By the peak of the war in 2000, the Maoist ambition was to oust both the NC and UML and ally with the Palace such that the king would head Narayanhiti and the Maoists Singha Darbar. This in turn heightened the ambition of the Palace, and its direct impact was on its reluctance to deploy the Army against the Maoists despite Girija Prasad Koirala pushing for it.

Koirala and other leaders asked the palace to mobilise the Army, but the palace would not budge. Nepal Police had only 25,000 personnel armed with 303 S. They were no match for the politically motivated and battle-hardened guerrillas.

But as the conflict escalated, the political parties were unable to circumvent the Constitutional provision that required the king to mobilise the army, and set up the Armed Police Force (AFP). The Maoists continued their offensive, and attacked the AFP, even killing its first chief Krishna Mohan Shrestha. Yet, the Army would still not intervene or even equip the AFP with proper weaponry.

No one knows how things would have turned out if the Royal Massacre of 2001 had not taken place, and the entire family of King Birendra wiped out. In the beginning, King Gyanendra continued the same policy, but then in 2002 he went a step further, declared political parties incapable, and took absolute power.

The Maoists were encouraged by this move, it brought them closer to their power-sharing deal with the Palace by excluding the democratic parties. The NC split over the decision to call a state emergency, and the UML was also divided.

Through all this, New Delhi still supported the monarchy, which gave Gyanendra the confidence to consolidate his authoritarian moves. But the Europeans and Americans entered into the picture, and given the strategic value of Nepal, saw the India-monarchy tie-up to their detriment. So when the West showed its hand, India backed off, and that was the downfall of Nepal’s monarchy as well.

The Maoists could not take over the country with the force of arms, which was why there was a ceasefire in 2006. The insurgency did make Nepalis more aware of their rights, and the Maoists provided a platform for suppressed groups who were easy recruits. Doors did open for women, Dalits and excluded ethnicities, but in a real sense class, caste and ethnic  divisions still exist.
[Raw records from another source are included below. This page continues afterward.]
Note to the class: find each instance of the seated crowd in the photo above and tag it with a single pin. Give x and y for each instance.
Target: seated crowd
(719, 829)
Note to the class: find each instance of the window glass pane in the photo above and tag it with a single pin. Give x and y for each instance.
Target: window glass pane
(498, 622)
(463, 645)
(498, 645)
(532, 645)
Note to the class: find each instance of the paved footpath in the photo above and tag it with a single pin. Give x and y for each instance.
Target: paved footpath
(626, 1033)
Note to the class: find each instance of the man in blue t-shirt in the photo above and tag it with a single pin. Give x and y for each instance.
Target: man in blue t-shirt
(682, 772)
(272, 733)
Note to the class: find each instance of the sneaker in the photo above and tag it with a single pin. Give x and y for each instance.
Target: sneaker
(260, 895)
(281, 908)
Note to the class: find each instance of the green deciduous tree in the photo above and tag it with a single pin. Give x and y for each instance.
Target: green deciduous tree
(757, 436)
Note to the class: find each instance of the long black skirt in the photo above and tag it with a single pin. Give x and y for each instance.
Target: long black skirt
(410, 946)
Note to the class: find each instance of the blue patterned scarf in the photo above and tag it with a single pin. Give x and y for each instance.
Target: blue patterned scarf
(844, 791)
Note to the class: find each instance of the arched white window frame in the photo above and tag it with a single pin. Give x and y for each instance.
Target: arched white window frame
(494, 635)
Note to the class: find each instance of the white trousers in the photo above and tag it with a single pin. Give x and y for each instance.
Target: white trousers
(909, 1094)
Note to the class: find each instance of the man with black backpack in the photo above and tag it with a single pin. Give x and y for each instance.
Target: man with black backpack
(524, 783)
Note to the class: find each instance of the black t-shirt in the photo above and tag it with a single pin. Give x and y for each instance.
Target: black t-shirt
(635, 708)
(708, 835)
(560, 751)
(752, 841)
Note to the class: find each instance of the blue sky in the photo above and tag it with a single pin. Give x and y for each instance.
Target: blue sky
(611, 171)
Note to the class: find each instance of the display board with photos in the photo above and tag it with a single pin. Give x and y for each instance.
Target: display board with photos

In every other sense, the conflict ravaged Nepal and its people. It destroyed dreams and lives, it set back development. We would have achieved better results and sooner with peaceful democratic evolution.

After the 1990 People’s Movement, Nepal’s economy grew and there had been real hope for the future. Local elections had started to bring up accountable leaders. If this had been allowed to continue, Nepal would have been a different (and better) place today. The Comprehensive Peace Accord in 2006 was not an agreement, but a compromise.

But perhaps the biggest impact of the conflict was on the politics that followed. Today, Parliament is a farce, the Supreme Court has no dignity, and there is no real federalism. The younger generation is growing up with no knowledge of the Maoist conflict. Impunity is rife because those who committed atrocities have gotten away with it. As a society, we have become more intolerant.

Transitional justice is now synonymous with hypocrisy. The commissions mandated with delivering it have been taken over by politicians. The Maoist conflict has eroded not just democratic institutions, but the state itself. We must not forget to remember what the war did to Nepal and its people.

In the last 30 years we have made dramatic progress in some areas, but did we need a Maoist conflict for that?

It is easier to look at the positive aspects, and move on from painful memories. Ask the survivors and the relatives of the victims. If we must say there were some achievements of ten years of war, then we must also admit that there were bigger losses that are still being felt.

Rajendra Dahal is the former editor of Deshantar and Himal Khabarpatrika, and is now editor of Shikshak magazine.